Export to MS Word without putting every **** piece of text in a text box
I can see certain documents were created in MS Word with simple follow on/flowing text and standard paragraph styles ie no **** text boxes. Even with the export options turned off, Acrobat does this incredibly annoying export to text boxes where it is simply run-on (flowing) text. You then have to extract the text, box by box to get the document to be in an editable form. Even exporting to rtf has similar issues. Exporting to plain text means you have to format.
In the end, you waste valuable time either extracting the text or having to reformat the text to get something that's useful
Stephen Yuenger commented
I am scanning long documents of scripts for plays and to manually edit the results of text boxes makes this a non-solution. It's easier to retype the whole thing.

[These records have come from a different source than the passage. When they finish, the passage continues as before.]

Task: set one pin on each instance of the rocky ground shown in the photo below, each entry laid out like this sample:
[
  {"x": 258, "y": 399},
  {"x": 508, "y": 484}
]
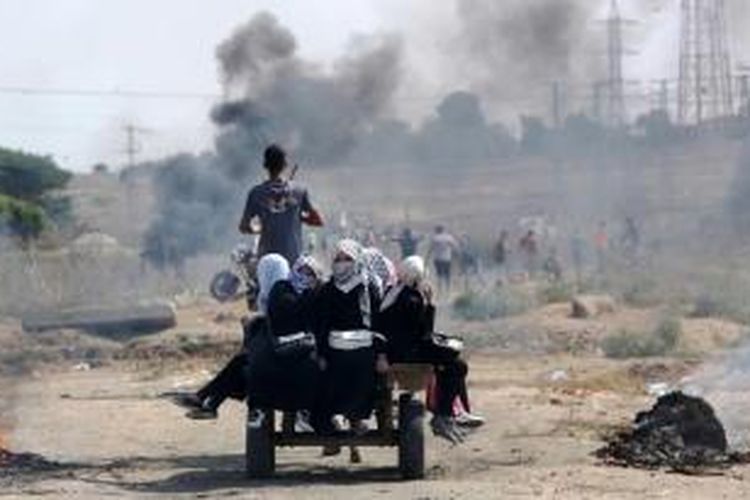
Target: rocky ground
[{"x": 89, "y": 411}]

I did not see any example files attached for you to review Jessica so here are some. RTF format worked to remove the multiple text boxes but look how the highlighted text is handled in some of the areas. Thanks for whomever is willing to help. Take care & KLUJICS!
Jessica Rainey commented
The best way I have found to correct this issue is by opening Word (Microsoft 365) and then opening the pdf in word. Microsoft Word does a better job of converting the pdf to a word document than Adobe Acrobat DC. The previous Adobe Acrobat Pro version did a good job too, but DC is horrible. If you want to use DC to export to word, the only way I figured out how to avoid the text boxes, is to go into Preferences/Convert to PDF/Word Document/Edit Settings and select under Layout Settings "Retain Flowing Text." If "Retain Page Layout" is selected then every line is placed in a text box (which is ludicrous and stupid - but that's what it does). I could deal with a whole paragraph in a text box, but come on, every line!!! Insane. What is even more ridiculous is if the pdf is OCR'd first and the correct text function is used, those corrections are not saved for the export to Word. WTF! I corrected the OCR when it gets exported it should retain the corrections, but no, it OCR's again on the export and includes the same errors again. The OCR in DC is not as good as it was in Pro.
Gerald Montagu commented
However, I have just completely by chance found a fix. Try exporting your file from Indesign to a PDF. Then, open that PDF in Word for Windows. You should then have a fully stable Word file that you can work with (including running comparisons). The key seems to be that Word's import process works completely differently from Acrobat's export process - it will be very evident that the file is structured completely differently. The difference in the end results is so great, that it must be strongly arguable that when Adobe claim Acrobat 'exports' to Word they are effectively misselling. Please note that this fix does not seem to work if you try to open the PDF in Word for Mac (as at September 2018) because the import process is (sadly) nothing like as refined as it is in the Windows version.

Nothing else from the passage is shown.